Na starcie WIG20 zyskał 1 proc. Był to efekt środowych decyzji Rezerwy Federalnej. Ta mimo, że zdecydowała się ograniczyć program QE3 z 85 do 75 mld dolarów miesięcznie, podkreśliła że ma to związek z widocznym ożywieniem w gospodarce. Jakby tego było mało, FED zapowiedział utrzymanie niskich stóp procentowych na dłuższy okres. Wiele wskazywało na to, że inwestorzy w Warszawie pójdą za ciosem tym bardziej, że na zielono świeciły się również indeksy na innych europejskich rynkach. Im jednak dłużej trwała sesja tym sytuacja na warszawskim parkiecie robiła się coraz bardziej nerwowa. Zamiast wzrostów inwestorom w oczy zajrzało widmo kolejnej przeceny. Jeszcze przed godziną 14 WIG20 znalazł się po raz pierwszy pod kreską. Gwoździem do trumny okazały się słabsze dane z amerykańskiego rynku pracy oraz spadkowy początek sesji na Wall Street. Dla inwestorów w Warszawie były to wystarczające argumenty by zacząć sprzedawać akcje. W pewnym momencie indeks największych spółek tracił nawet ponad 1 proc. Końcówka notowań okazała się nieco lepsza. WIG20 stracił 0,83 proc. Przecena dotknęła również średnie spółki. mWIG40 stracił 0,5 proc. Symboliczny spadek zaliczył także sWIG80. Obroty na całym rynku nieznacznie przekroczyły 800 mln zł.

Najmocniejszy spadek spośród największych spółek zaliczył  Bank Handlowy. Jego akcje zostały przecenione o 2,8 proc. Powodów do optymizmu nie mieli również udziałowcy JSW, której walory straciły 2,7 proc.

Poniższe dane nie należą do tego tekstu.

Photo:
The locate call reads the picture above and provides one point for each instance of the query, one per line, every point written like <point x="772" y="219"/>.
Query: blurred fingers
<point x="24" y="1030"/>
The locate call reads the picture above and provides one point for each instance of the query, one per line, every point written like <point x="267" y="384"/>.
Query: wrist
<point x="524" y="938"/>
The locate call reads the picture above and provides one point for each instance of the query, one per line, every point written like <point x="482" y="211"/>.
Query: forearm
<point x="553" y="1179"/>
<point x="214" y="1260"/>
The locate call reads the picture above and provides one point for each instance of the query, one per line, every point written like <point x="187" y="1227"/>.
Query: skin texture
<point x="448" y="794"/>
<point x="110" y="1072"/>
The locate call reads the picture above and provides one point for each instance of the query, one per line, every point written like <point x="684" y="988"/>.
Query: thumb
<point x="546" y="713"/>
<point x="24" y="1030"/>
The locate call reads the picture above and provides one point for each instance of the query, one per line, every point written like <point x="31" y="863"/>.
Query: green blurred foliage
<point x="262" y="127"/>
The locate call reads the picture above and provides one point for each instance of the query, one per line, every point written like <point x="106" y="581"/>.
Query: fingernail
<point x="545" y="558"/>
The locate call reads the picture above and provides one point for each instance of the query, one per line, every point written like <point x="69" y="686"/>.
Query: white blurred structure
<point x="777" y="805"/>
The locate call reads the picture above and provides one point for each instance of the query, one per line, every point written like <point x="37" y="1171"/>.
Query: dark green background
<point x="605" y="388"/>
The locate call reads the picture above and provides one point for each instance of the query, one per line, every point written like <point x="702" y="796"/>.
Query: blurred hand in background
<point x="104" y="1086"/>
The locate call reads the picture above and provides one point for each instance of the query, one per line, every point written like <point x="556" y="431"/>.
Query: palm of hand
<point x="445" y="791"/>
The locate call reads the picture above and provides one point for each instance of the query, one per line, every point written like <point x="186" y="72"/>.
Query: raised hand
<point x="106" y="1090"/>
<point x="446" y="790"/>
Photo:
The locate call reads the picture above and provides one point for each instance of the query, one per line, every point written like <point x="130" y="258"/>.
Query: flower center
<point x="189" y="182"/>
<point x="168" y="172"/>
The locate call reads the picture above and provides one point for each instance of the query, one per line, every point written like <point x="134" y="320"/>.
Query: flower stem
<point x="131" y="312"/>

Liderem wzrostów okazała się Telekomunikacja Polska, która dała zarobić 0,9 proc.

Pogorszenie nastrojów w Warszawie sprawiło, że nasza giełda była jedną z najsłabszych w całej Europie. Gorszy wynik zanotował jedynie rynek turecki. Tamtejszy indeks 100 największych firm spadł o 3,2 proc. Marne to jednak pocieszenie, jeśli weźmiemy pod uwagę, że większość głównych europejskich parkietów kończyła dzień ponad 1 proc. nad kreską.

Czy koniec tygodnia okaże się łaskawszy dla inwestorów? Zdecydować mogą o tym dane o PKB w Stanach Zjednoczonych.